In a food processor, combine the water, flour, salt and kansui and pulse until the mixture forms small pellets of dough similar to uncooked couscous. The pellets should not stick together until a pinch of the dough is pressed between your thumb and forefinger. This will take about 5 minutes. If you don’t have a food processor, mix the ingredients in a medium bowl and knead until it is smooth and does not stick to your hands, about 20 minutes.

Place the dough in a plastic bag or wrap it in plastic. Let it rest for 30 minutes at room temperature.

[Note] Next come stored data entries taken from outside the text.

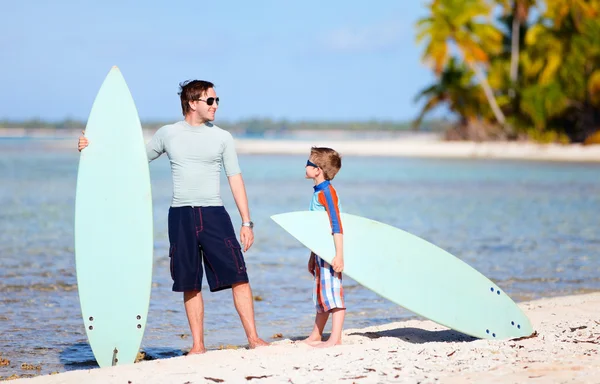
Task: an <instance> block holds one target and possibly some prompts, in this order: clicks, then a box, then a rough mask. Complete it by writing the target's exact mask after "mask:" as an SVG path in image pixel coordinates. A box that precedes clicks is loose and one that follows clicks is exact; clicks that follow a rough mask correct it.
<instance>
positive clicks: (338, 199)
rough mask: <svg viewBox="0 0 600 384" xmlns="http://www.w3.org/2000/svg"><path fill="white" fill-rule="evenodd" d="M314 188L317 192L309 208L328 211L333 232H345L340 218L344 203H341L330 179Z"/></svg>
mask: <svg viewBox="0 0 600 384" xmlns="http://www.w3.org/2000/svg"><path fill="white" fill-rule="evenodd" d="M313 188H314V189H315V192H314V193H313V198H312V200H311V202H310V208H309V209H310V210H311V211H327V214H328V215H329V223H330V224H331V232H332V233H333V234H335V233H340V234H343V233H344V230H343V228H342V220H341V218H340V212H341V210H342V205H341V204H340V201H339V199H338V195H337V192H336V191H335V188H333V185H331V182H330V181H329V180H325V181H324V182H322V183H320V184H318V185H315V186H314V187H313Z"/></svg>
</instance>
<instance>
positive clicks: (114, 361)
mask: <svg viewBox="0 0 600 384" xmlns="http://www.w3.org/2000/svg"><path fill="white" fill-rule="evenodd" d="M85 135H86V137H87V138H88V140H89V146H88V147H87V148H85V149H84V150H83V151H81V155H80V160H79V169H78V173H77V190H76V200H75V263H76V272H77V287H78V292H79V301H80V304H81V314H82V316H83V323H84V326H85V330H86V333H87V337H88V340H89V343H90V347H91V349H92V351H93V353H94V357H95V358H96V361H97V362H98V365H100V367H106V366H111V365H121V364H126V363H133V362H134V361H135V359H136V356H137V353H138V351H139V348H140V344H141V341H142V337H143V334H144V329H145V327H146V318H147V314H148V307H149V304H150V289H151V280H152V252H153V239H152V236H153V227H152V195H151V189H150V173H149V168H148V158H147V155H146V150H145V145H144V138H143V134H142V127H141V124H140V120H139V117H138V113H137V109H136V107H135V104H134V101H133V98H132V97H131V93H130V92H129V88H128V87H127V84H126V83H125V79H124V78H123V75H122V74H121V71H120V70H119V69H118V68H117V67H113V68H112V69H111V70H110V72H109V73H108V75H107V76H106V78H105V79H104V82H103V83H102V85H101V87H100V90H99V91H98V94H97V95H96V99H95V101H94V104H93V106H92V110H91V112H90V115H89V119H88V121H87V125H86V130H85Z"/></svg>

Divide the dough into two balls. Flatten one with the palm of your hand. Use a pasta machine to roll and cut the dough to your desired thickness and width. Start with the thickest setting and run the dough through twice at each setting, folding the dough in half each time. Rolling and folding the dough with the machine kneads the dough much faster because the rollers exert much more force than your hands when working the dough. The dough will break up at first but will smooth out as you continue reducing the thickness and folding. If you don’t have a pasta machine, you can knead and roll by hand, but it’s harder, as the dough is very dense. You can make the dough a little softer by increasing the water a bit. Flouring the board as you roll the softer dough will help firm it up as the dough gets thinner.

To cook, heat a large stockpot full of water over high heat and boil the noodles for 1 to 2 minutes. Drain and serve immediately.

Prep tip: The longer you let the dough rest the easier it will be to roll out due to the gluten formation. Warm, rested dough is easier to work than cold dough. If your dough is too dry and doesn’t pinch together, add 1 teaspoon of water and process until the moisture is incorporated into the dough. If the dough forms a ball in the processor or sticks to your hands, add 1 teaspoon of flour and process until the flour is incorporated into the dough. Add water or flour in teaspoon or smaller increments as needed.

Mix it up: You can flavor the noodles by processing spices and aromatics in with the dry ingredients before adding water. Pepper, ginger, and garlic are good options.